Member of the Florida House of Representatives from the 105th district
- In office November 6, 2018 – November 3, 2020
- Preceded by: Carlos Trujillo
- Succeeded by: David Borrero

Personal details
- Born: May 23, 1977 (age 49) Miami, Florida, U.S.
- Party: Republican
- Education: Florida International University (BS) Nova Southeastern University (MS)
- Website: Campaign website

= Ana Maria Rodriguez (politician) =

American politician from Florida

Ana María Rodríguez is an American politician serving in the Florida Senate—representing the 40th district encompassing Monroe and parts of Miami-Dade Counties—since 2020. A Republican, she served one term in the Florida House of Representatives, representing parts of Broward, Collier, and Miami-Dade counties from 2018 until her election to the Senate.

==Biography==
The daughter of Cuban immigrants, Rodríguez has lived her entire life in South Florida.
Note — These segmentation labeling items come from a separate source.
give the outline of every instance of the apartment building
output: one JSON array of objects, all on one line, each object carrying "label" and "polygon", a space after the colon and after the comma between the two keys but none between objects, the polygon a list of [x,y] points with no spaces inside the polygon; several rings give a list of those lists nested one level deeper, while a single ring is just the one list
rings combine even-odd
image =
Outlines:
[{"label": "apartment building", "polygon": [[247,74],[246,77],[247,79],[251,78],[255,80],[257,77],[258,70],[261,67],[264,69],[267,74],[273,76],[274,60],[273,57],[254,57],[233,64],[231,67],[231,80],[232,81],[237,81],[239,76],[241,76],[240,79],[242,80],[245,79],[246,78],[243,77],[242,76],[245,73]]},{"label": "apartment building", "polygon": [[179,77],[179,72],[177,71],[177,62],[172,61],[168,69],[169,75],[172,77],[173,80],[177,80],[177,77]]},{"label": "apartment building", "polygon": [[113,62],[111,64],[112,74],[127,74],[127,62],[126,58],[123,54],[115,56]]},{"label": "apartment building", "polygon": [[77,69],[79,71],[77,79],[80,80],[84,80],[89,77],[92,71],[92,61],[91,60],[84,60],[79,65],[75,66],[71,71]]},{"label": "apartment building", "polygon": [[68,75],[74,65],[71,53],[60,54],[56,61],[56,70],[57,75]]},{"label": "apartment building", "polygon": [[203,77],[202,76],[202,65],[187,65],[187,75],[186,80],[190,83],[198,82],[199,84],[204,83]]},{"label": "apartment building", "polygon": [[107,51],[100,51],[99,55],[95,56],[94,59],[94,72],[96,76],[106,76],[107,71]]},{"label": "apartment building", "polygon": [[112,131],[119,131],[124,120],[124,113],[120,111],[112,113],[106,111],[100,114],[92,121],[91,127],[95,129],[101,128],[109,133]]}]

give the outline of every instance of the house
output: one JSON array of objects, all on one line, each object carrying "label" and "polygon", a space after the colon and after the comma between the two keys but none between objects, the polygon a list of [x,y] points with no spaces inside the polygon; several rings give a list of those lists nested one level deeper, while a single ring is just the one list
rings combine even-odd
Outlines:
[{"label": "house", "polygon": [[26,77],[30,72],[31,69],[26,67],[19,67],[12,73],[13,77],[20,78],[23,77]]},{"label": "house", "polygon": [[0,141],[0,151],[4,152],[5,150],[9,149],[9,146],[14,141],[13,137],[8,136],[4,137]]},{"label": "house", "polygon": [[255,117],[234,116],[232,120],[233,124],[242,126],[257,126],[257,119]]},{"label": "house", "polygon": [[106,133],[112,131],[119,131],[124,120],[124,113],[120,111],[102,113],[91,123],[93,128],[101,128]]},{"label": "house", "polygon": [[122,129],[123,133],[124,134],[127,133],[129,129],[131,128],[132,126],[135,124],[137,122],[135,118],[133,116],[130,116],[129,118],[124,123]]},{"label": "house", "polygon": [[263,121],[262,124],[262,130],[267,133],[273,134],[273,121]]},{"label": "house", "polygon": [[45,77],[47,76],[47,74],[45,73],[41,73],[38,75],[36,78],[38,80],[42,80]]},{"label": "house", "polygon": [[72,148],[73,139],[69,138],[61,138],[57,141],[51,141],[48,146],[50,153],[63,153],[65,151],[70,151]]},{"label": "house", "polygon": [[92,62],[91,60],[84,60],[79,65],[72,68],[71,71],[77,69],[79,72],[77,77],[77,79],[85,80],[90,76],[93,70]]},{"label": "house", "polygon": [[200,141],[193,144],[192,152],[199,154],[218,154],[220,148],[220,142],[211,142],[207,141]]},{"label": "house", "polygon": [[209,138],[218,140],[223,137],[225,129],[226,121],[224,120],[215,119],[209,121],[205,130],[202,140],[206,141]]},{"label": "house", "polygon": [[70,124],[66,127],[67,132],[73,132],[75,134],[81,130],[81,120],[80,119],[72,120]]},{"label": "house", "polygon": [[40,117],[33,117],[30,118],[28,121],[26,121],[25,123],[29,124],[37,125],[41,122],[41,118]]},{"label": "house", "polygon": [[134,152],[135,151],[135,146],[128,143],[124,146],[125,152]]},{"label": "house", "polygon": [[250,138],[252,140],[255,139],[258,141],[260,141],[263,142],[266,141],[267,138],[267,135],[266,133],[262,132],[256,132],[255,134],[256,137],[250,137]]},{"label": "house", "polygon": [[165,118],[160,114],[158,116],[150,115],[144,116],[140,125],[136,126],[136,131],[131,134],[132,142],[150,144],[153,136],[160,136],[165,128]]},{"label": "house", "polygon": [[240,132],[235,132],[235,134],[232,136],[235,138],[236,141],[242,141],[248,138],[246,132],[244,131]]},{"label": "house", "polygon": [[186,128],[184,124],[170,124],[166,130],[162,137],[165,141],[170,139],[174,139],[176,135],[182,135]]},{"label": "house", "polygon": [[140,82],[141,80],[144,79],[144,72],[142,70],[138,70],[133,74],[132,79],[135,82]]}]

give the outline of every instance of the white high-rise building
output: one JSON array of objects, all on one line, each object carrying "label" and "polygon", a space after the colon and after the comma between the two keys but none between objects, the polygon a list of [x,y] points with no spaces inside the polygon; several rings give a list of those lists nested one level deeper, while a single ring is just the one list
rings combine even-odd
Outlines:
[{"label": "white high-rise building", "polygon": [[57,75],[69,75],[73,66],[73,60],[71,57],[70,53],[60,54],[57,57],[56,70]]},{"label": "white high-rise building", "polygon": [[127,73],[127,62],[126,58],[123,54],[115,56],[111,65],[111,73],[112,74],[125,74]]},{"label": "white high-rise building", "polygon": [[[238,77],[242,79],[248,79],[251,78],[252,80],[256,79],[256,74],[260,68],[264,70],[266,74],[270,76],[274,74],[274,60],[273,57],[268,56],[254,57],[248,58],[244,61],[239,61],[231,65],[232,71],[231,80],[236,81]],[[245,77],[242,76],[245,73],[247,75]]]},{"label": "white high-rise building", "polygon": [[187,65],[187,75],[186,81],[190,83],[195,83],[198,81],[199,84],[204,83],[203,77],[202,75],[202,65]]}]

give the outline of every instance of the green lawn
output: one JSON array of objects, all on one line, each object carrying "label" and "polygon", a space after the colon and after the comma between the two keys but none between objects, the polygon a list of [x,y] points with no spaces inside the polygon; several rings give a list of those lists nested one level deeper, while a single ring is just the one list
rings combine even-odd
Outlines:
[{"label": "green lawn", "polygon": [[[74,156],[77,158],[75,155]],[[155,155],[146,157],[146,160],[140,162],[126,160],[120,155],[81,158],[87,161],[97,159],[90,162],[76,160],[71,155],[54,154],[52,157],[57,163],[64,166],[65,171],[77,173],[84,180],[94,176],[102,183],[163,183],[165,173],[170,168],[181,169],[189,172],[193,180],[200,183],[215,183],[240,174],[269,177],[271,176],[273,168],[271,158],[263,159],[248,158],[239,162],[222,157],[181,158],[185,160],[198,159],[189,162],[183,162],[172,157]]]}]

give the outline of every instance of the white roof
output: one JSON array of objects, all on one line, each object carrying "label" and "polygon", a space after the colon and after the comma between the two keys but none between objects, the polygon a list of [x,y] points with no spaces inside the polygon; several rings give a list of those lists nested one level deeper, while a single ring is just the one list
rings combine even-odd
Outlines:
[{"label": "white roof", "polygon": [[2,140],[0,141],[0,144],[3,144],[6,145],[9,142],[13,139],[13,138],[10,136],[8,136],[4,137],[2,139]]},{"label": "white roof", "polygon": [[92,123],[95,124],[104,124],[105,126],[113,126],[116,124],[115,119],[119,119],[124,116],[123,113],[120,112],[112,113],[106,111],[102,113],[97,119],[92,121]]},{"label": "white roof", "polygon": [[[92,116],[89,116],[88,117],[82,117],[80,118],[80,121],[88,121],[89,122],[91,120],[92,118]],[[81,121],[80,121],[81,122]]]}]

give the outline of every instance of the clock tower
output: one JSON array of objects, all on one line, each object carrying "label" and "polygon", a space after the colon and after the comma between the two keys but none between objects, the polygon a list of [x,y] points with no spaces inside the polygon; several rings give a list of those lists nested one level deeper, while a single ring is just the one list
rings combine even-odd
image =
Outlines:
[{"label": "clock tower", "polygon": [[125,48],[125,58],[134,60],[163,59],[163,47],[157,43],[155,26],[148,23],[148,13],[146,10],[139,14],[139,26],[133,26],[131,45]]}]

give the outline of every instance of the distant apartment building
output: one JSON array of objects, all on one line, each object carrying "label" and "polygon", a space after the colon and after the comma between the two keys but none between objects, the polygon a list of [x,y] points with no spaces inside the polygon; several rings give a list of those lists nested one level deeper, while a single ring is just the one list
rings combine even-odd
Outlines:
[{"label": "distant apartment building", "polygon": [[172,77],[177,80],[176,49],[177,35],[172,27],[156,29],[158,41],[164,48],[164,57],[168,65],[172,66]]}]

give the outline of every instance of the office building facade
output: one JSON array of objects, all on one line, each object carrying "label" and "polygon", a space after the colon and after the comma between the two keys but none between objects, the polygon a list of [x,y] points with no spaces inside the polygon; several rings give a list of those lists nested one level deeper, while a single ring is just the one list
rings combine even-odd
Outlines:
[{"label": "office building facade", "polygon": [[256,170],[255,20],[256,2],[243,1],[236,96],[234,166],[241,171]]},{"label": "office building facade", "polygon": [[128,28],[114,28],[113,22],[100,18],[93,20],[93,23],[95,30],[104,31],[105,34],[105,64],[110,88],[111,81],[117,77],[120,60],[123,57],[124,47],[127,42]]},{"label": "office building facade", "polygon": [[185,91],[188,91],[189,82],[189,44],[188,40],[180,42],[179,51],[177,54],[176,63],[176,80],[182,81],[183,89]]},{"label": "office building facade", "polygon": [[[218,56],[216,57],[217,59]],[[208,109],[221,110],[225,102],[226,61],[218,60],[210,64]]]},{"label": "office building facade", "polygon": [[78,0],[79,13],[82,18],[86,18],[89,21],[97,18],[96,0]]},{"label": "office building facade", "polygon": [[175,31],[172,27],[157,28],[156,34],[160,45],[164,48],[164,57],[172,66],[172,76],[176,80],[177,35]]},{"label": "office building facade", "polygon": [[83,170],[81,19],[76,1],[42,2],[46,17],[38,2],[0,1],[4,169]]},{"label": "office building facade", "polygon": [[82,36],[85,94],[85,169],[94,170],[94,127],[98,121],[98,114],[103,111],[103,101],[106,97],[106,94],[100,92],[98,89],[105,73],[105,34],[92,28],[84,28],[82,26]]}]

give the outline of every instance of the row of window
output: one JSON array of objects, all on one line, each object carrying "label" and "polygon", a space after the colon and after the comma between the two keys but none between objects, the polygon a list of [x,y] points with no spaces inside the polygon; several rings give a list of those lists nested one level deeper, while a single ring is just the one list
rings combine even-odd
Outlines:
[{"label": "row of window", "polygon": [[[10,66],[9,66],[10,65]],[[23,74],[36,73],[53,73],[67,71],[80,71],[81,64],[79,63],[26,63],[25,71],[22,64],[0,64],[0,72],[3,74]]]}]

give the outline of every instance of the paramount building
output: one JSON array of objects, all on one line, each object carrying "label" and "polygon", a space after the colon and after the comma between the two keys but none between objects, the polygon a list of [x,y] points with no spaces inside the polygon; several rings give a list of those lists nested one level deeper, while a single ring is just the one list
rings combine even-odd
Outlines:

Prior to entering politics, Rodríguez was a lobbyist for Baptist Health South Florida and the Miami Association of Realtors. Before her election to the Florida House of Representatives, Rodriguez served on the Doral City Council.

==Legislative career==
Rodríguez was elected to the Florida House of Representatives in the November 6, 2018 general election, narrowly defeating Democrat Javier Estévez with 50.44% of the vote.

In 2020, Rodríguez ran for the Florida Senate seat vacated by Anitere Flores, who was term-limited. She was unopposed in the Republican primary and defeated Democratic State Representative Javier Fernández in the general election, 55.6 to 42.8%.